Homebrew DR
Many of you guys out there have gathered a lot of digital information. This might be your private photo collections, home videos, scanned documents and your home administration. All sorts of data that sits somewhere on your computer(s) or NAS devices.
Most of you are are aware of the risk of having it all stored on a single hard disk in your personal computer, whether it be a laptop or whatever workstation you fancy.
The storage bloggers I follow all seem to have a home NAS device, which most likely is setup with multiple drives which has some form of RAID protection. RAID1, RAID5, BeyondRAID are all very good options for home usage.
Closer to home, friends are also wising up to the risk of losing everything if it is all stored on a single drive (hopefully because I try to educate them on that risk). However, not everyone seems to be aware of the risk, nor are they willing to be educated. One person even told me his data was not at risk because the external USB drive wasn’t always connected and therefore could not break. Fortunately I was able to rid him of this misconception.

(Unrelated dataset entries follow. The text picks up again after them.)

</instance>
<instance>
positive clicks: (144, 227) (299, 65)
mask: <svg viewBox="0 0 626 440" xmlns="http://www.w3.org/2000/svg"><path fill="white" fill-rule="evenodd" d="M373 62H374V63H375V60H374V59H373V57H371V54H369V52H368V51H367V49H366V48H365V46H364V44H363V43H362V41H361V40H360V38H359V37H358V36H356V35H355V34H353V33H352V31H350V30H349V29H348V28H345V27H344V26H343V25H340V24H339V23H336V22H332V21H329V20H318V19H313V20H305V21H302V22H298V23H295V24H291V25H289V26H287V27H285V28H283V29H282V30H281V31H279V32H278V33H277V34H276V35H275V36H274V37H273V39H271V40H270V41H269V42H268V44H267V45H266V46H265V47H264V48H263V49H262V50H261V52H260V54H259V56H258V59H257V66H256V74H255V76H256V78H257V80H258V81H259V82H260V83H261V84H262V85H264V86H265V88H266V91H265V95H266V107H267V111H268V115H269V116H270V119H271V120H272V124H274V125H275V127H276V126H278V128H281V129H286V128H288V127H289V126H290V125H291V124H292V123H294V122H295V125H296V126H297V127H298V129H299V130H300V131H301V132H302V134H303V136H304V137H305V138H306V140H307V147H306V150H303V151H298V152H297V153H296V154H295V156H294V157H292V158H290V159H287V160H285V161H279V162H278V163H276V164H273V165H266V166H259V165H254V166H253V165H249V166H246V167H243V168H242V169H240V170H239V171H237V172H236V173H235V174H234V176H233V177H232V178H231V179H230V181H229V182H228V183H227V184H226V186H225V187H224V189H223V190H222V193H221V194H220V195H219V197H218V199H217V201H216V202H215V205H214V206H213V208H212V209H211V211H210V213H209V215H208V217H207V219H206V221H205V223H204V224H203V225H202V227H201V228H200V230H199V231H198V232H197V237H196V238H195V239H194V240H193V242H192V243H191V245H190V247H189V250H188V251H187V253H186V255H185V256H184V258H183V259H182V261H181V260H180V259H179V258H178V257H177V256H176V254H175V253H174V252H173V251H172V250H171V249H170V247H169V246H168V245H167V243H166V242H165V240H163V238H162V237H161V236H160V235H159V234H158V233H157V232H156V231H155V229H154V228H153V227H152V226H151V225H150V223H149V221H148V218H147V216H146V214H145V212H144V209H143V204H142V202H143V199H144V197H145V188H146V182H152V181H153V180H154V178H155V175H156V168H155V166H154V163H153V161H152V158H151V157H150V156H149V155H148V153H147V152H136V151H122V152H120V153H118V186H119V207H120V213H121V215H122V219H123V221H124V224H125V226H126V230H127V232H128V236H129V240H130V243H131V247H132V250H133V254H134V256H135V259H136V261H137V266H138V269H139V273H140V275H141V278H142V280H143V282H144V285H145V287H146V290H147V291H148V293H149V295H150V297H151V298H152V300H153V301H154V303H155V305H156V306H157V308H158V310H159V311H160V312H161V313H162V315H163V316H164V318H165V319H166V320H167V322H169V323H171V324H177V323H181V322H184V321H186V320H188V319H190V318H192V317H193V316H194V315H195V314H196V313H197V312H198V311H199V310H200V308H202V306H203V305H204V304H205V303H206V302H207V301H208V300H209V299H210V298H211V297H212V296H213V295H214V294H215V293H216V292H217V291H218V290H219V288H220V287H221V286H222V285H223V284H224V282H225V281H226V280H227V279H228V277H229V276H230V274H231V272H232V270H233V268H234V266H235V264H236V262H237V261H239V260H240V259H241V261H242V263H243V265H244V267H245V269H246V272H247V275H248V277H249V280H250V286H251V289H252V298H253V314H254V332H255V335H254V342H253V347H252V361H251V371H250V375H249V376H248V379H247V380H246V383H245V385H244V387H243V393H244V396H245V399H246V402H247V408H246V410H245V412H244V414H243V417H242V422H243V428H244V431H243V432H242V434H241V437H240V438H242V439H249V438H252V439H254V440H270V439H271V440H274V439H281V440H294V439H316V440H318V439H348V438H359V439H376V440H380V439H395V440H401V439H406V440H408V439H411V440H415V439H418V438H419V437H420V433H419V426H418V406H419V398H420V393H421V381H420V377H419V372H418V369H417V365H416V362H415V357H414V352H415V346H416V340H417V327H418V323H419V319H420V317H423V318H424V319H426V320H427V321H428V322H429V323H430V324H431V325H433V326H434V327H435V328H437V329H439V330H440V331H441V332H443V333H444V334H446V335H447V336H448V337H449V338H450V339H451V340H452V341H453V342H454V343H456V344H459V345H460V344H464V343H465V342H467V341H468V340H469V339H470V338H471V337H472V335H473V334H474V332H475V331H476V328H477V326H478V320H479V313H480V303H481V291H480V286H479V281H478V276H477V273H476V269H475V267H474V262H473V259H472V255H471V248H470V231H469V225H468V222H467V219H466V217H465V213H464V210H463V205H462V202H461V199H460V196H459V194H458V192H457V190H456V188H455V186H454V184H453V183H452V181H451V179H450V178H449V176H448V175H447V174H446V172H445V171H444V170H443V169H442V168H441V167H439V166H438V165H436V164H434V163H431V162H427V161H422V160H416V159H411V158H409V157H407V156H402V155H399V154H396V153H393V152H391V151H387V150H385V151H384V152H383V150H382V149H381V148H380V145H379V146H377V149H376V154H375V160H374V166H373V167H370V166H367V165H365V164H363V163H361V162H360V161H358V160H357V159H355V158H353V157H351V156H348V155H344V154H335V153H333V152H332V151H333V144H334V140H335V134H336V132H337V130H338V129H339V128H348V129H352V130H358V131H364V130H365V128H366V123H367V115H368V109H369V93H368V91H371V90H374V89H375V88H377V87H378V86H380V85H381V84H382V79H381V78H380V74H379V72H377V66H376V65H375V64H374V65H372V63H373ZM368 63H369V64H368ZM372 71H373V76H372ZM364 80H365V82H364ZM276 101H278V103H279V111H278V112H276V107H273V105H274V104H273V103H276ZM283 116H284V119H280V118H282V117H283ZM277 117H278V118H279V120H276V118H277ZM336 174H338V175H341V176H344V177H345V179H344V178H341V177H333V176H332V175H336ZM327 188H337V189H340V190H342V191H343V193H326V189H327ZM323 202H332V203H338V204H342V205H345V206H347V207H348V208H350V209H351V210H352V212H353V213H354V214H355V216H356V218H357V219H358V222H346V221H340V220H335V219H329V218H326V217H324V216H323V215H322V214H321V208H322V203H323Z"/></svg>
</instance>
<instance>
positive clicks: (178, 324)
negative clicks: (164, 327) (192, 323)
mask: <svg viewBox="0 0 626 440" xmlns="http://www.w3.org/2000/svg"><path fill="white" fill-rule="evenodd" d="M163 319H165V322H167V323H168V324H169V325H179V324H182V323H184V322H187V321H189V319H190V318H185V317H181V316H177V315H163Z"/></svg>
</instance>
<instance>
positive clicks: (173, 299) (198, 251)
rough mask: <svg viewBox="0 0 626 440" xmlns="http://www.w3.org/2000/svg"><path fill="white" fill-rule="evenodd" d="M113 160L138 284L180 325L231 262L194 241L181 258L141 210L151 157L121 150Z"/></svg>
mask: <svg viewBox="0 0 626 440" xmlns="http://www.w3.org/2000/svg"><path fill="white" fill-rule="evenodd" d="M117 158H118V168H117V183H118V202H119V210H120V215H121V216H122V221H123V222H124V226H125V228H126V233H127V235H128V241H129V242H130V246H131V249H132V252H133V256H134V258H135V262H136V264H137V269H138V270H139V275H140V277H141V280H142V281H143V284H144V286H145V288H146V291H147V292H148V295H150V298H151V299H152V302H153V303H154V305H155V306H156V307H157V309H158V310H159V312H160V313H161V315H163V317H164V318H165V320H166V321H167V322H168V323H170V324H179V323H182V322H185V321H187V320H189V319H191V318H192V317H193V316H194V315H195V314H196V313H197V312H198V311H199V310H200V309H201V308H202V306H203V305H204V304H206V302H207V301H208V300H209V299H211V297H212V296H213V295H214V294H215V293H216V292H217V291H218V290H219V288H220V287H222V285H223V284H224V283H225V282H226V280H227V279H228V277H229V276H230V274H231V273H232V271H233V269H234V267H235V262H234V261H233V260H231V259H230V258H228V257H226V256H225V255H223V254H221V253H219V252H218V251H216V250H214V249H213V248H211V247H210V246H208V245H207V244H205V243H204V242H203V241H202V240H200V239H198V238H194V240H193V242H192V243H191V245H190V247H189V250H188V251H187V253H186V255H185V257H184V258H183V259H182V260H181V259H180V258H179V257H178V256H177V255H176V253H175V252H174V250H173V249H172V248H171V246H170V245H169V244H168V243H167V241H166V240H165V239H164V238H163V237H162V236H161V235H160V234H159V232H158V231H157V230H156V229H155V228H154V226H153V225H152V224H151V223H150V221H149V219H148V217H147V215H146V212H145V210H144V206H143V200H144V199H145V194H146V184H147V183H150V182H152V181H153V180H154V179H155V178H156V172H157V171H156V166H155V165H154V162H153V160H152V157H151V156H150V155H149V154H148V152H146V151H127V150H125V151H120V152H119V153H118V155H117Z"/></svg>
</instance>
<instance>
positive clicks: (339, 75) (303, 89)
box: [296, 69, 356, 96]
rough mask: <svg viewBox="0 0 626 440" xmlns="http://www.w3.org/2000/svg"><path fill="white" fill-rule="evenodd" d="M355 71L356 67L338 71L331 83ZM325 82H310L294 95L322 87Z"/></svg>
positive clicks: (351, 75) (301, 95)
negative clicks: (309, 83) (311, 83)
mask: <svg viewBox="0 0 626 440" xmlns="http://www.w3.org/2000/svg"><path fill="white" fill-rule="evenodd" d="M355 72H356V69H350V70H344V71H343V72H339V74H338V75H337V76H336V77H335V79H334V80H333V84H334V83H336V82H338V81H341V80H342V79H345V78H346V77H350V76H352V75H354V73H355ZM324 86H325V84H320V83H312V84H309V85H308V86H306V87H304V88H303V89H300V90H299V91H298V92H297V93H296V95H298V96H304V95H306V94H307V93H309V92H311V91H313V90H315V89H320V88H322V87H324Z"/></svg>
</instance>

What am I going to blog about now?
Well, I have set up a way or protecting my own private and business information and have implemented a quick ‘n dirty way of document management.
The way I did this will be described later. Some might think it is a good solution, some might think otherwise. The point is, it works for me (and my family), and I am confident I can recover the data if something happens to either of the copies – the copy at home or the copy at the remote location.
Something about my data.
The private administration is something I could live without, but it is nice if it would be available. It took me some weeks of scanning documents from way back in 1996. I know, I keep too much. I was proud about how neatly I had it organized in folders and stuff, but searching for a document became quite a task, and the number of organizers was growing and eating a lot of cabinet space.
Next to the private information, I also had to organize my business information, which I have to be able to present to the local legislators, and therefore I need to have a proper way of archiving it. In the age of digital information I believe I should practice my profession and store all my documents on a server in an ordered and secure kind of way. I bought myself a shiny new all-in-one printer/scanner from HP which had to be able to scan from a document feeder, double-sided (duplex if you will) automatically. And it had to be scanned into a portable document format.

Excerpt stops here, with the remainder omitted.